Indeed, these concepts, one or the other, have been adopted by not a few States with greater success in promoting the well-being of all their people.
And in that respect, whether the governmental task to be performed involves the development and utilization of their natural resources or the carrying out international relations in the area of trade and commerce, foreign investment or national security.
Yet, notwithstanding the length of time over its adoption, a sovereign people is not forbidden to try a new system of government to suit its national interest in the face of changing realities both in the home-front and global community.
Anyhow, early last week, I got hooked to a televised Senate hearing to listen to the converging and diverse views of the invited resource speakers composing of: retired magistrates of the Supreme Court, former Con-Con delegates, Constitutionalists, academicians and former senators.
As a late-bloomer who luckily hurdled the rigors of the bar examinations and being not privilege to avail the expertise of these learned guests, what they did say is a windfall on my modest reservoir of knowledge and understanding on certain constitutional doctrines and provisions of the Constitution. But then, again, for the –nth time, the virtues of federalism, parliamentary system, unicameralism, including the evils of political dynasty were expounded. Yeah! Repetitious partaking of the same menu no matter how delicious is not appetite-friendly.
Anyway, going back to the need for new ideas to enliven and give substance to the current debate on the issue of Constitutional Change, there are, at least, two relatively rarely propounded perceptions that visited the Senate hearing. One came from Supreme Court Associate Justice Vicente Mendoza who intimated without blinking that Federalism will result in the fragmentation of the Filipino nation both geographically and racial identity. Somehow, that perception appears convincing because of the archipelagic nature of our national territory and our regional cultural diversity.
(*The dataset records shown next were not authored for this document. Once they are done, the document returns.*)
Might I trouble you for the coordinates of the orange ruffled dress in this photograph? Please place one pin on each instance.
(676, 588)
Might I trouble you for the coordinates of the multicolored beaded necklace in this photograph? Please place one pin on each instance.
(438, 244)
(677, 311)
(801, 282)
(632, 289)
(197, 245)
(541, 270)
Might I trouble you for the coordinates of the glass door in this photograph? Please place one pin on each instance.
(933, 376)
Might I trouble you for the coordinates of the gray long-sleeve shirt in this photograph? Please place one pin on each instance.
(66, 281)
Thus, prudence dictates that before embarking on unchartered seas, it is essential first to seal the leakages of our Ship of State. This serious concern could be better taken up it some other time.
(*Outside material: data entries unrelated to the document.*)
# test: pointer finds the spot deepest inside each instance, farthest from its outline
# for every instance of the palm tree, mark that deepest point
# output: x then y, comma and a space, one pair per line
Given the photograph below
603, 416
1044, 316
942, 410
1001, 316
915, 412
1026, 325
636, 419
The second interesting perception voiced out by a popular female pillar of the academe is a simple restatement of the saying; “The singer not the song.”
I’m fine, it is not the lyrics alone that make a song endearingly unforgettable. It is the golden not golden-plated voice of the singer that captivate the trust and confidence of the serenaded gallery.
It is just like saying that a Constitution as a sovereign instrument in nation-building cannot be better than those entrusted to make it work. Or to be naughty about it, the boxer not boxing itself that makes a champion like Senator Manny Pacquiao.